What is: PipeDream-2BW?
Source | Memory-Efficient Pipeline-Parallel DNN Training |
Year | 2000 |
Data Source | CC BY-SA - https://paperswithcode.com |
PipeDream-2BW is an asynchronous pipeline parallel method that supports memory-efficient pipeline parallelism, a hybrid form of parallelism that combines data and model parallelism with input pipelining. PipeDream-2BW uses a novel pipelining and weight gradient coalescing strategy, combined with the double buffering of weights, to ensure high throughput, low memory footprint, and weight update semantics similar to data parallelism. In addition, PipeDream2BW automatically partitions the model over the available hardware resources, while respecting hardware constraints such as memory capacities of accelerators, and topologies and bandwidths of interconnects. PipeDream-2BW also determines when to employ existing memory-savings techniques, such as activation recomputation, that trade off extra computation for lower memory footprint.
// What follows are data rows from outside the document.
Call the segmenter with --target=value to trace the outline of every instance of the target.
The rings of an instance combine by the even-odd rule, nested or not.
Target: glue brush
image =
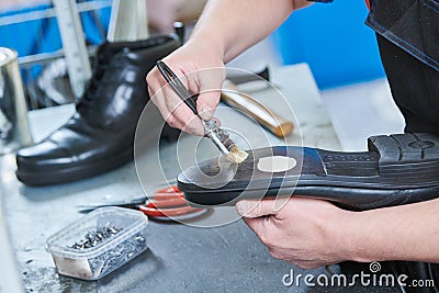
[[[161,60],[157,61],[157,68],[164,76],[165,80],[171,86],[172,90],[178,97],[192,110],[192,112],[200,117],[199,111],[196,110],[196,98],[198,94],[192,94],[187,90],[176,74]],[[227,157],[228,160],[235,164],[241,164],[248,154],[234,143],[229,137],[228,133],[219,128],[216,119],[204,121],[201,119],[204,126],[204,132],[211,142],[219,149],[219,151]]]

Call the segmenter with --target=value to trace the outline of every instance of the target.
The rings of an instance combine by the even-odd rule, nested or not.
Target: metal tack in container
[[[102,207],[47,239],[59,274],[98,280],[147,249],[148,217],[139,211]]]

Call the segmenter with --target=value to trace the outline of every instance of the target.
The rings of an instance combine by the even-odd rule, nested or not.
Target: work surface
[[[273,70],[272,76],[273,83],[294,110],[302,132],[301,136],[297,127],[289,143],[300,144],[303,138],[305,146],[339,149],[307,66],[283,67]],[[72,106],[61,106],[30,113],[34,138],[61,125],[71,112]],[[178,172],[171,164],[176,154],[165,151],[169,153],[162,162],[164,170]],[[150,221],[149,249],[110,275],[97,282],[58,275],[50,255],[45,251],[47,237],[80,218],[80,204],[142,194],[134,164],[89,180],[44,188],[23,185],[14,170],[14,156],[3,156],[0,169],[3,209],[29,292],[306,291],[282,284],[282,277],[291,269],[295,273],[302,270],[271,258],[241,219],[211,228]],[[309,272],[318,274],[323,270]]]

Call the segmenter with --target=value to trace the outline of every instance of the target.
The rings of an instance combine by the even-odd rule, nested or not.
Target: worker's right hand
[[[225,79],[223,52],[215,42],[209,40],[188,41],[181,48],[162,60],[181,79],[192,93],[200,93],[196,109],[200,116],[207,121],[219,102],[221,88]],[[149,95],[160,110],[166,122],[176,128],[195,135],[204,135],[200,119],[167,86],[157,67],[146,77]]]

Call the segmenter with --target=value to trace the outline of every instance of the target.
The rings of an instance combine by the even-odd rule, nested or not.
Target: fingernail
[[[236,211],[238,212],[239,215],[245,217],[255,217],[254,215],[250,214],[252,207],[254,207],[252,204],[248,201],[240,201],[236,203]]]
[[[203,105],[199,114],[202,120],[210,121],[213,115],[213,110],[206,105]]]

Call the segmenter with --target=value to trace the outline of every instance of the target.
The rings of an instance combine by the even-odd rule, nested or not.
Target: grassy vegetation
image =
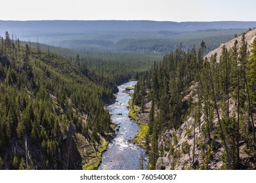
[[[142,148],[146,148],[146,136],[148,133],[149,127],[147,125],[140,125],[140,129],[133,140]]]
[[[89,158],[88,162],[83,165],[83,170],[96,170],[98,169],[98,166],[101,162],[101,156],[102,153],[106,150],[108,145],[108,141],[106,141],[103,137],[100,137],[100,145],[98,146],[98,152],[96,152],[93,154],[91,154],[91,156],[95,156]]]
[[[134,90],[134,87],[132,87],[132,86],[127,86],[127,87],[125,88],[125,90]]]

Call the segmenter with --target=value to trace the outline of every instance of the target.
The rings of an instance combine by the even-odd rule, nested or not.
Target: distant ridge
[[[256,22],[156,22],[149,20],[0,20],[0,35],[5,31],[25,33],[58,30],[62,33],[92,31],[194,31],[207,29],[248,29],[256,27]],[[75,30],[75,31],[74,31]]]

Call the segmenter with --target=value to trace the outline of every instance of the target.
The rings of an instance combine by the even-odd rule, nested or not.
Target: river
[[[144,167],[147,168],[146,151],[131,141],[140,130],[140,126],[128,116],[131,96],[125,92],[125,88],[136,83],[137,81],[131,81],[119,86],[116,103],[108,107],[112,121],[116,124],[116,135],[102,154],[99,170],[139,169],[140,154],[143,156]]]

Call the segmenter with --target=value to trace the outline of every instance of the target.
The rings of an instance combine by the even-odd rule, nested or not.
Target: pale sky
[[[256,21],[256,1],[1,0],[0,20]]]

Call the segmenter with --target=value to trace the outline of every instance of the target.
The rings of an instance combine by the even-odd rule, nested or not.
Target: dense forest
[[[150,169],[255,169],[256,39],[248,44],[249,33],[255,29],[221,46],[219,60],[204,57],[203,41],[198,50],[181,46],[140,78],[132,108],[148,116]]]
[[[112,88],[77,60],[21,46],[8,32],[0,39],[0,169],[82,169],[112,136],[103,106]]]

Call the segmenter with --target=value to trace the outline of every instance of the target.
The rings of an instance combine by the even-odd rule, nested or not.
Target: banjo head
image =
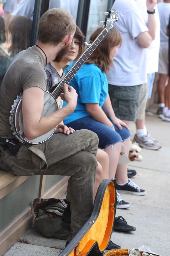
[[[16,100],[14,101],[14,104],[12,106],[12,110],[10,111],[11,115],[10,118],[10,122],[11,125],[11,129],[13,131],[13,134],[18,139],[20,138],[19,140],[22,141],[22,143],[27,142],[33,144],[42,143],[48,139],[52,135],[55,131],[55,127],[45,134],[33,140],[28,139],[23,132],[22,100],[22,96],[20,95],[19,96],[18,96]],[[58,109],[55,98],[49,93],[47,91],[45,92],[44,100],[44,107],[41,116],[42,117],[50,115]],[[13,108],[14,109],[14,111],[13,111]],[[13,117],[11,114],[11,112],[13,112],[14,113]],[[13,128],[12,121],[11,120],[10,120],[10,119],[11,119],[13,118],[14,126]]]

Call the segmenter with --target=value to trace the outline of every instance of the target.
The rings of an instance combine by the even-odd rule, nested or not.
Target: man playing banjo
[[[66,198],[71,202],[71,231],[68,242],[92,212],[98,138],[90,131],[73,133],[73,129],[59,124],[74,111],[77,103],[76,90],[66,84],[62,98],[67,105],[49,115],[41,115],[44,95],[47,93],[46,65],[54,59],[59,61],[66,53],[76,26],[72,16],[61,8],[52,9],[44,14],[39,25],[37,46],[17,55],[0,88],[0,168],[15,175],[71,176]],[[23,132],[29,140],[33,140],[58,126],[54,134],[42,143],[24,145],[13,134],[9,122],[10,111],[21,92]]]

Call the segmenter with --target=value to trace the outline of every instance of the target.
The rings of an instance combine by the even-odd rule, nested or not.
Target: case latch
[[[89,224],[94,224],[95,222],[95,221],[89,221]]]

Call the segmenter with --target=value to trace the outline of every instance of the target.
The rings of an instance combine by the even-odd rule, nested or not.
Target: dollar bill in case
[[[145,252],[134,250],[135,249],[130,249],[129,252],[128,249],[126,249],[105,250],[113,231],[116,208],[116,190],[114,181],[104,180],[98,189],[90,217],[59,256],[90,255],[92,248],[96,255],[142,256]],[[149,255],[151,254],[147,253]]]

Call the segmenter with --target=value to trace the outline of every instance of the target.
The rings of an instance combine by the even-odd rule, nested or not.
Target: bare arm
[[[148,11],[153,11],[156,3],[156,0],[147,0]],[[148,48],[155,38],[156,24],[155,16],[153,14],[148,14],[148,17],[147,27],[149,31],[139,33],[136,38],[139,44],[144,48]]]
[[[103,106],[104,112],[100,107],[98,103],[87,103],[86,104],[86,107],[89,114],[98,122],[104,124],[111,128],[113,126],[112,123],[107,118],[107,115],[113,123],[117,125],[120,130],[122,129],[121,125],[125,126],[128,129],[126,125],[115,116],[108,94]],[[113,130],[115,129],[114,127],[112,129]]]
[[[71,86],[65,84],[64,92],[64,98],[62,99],[67,104],[52,114],[41,117],[44,105],[43,90],[36,87],[23,91],[22,101],[23,129],[29,139],[33,139],[50,131],[74,111],[77,102],[76,91]]]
The two main features are a double-buffered weight update (2BW) and flush mechanisms ensure high throughput. PipeDream-2BW splits models into stages over multiple workers, and each stage is replicated an equal number of times (with data-parallel updates across replicas of the same stage). Such parallel pipelines work well for models where each layer is repeated a fixed number of times (e.g., transformer models).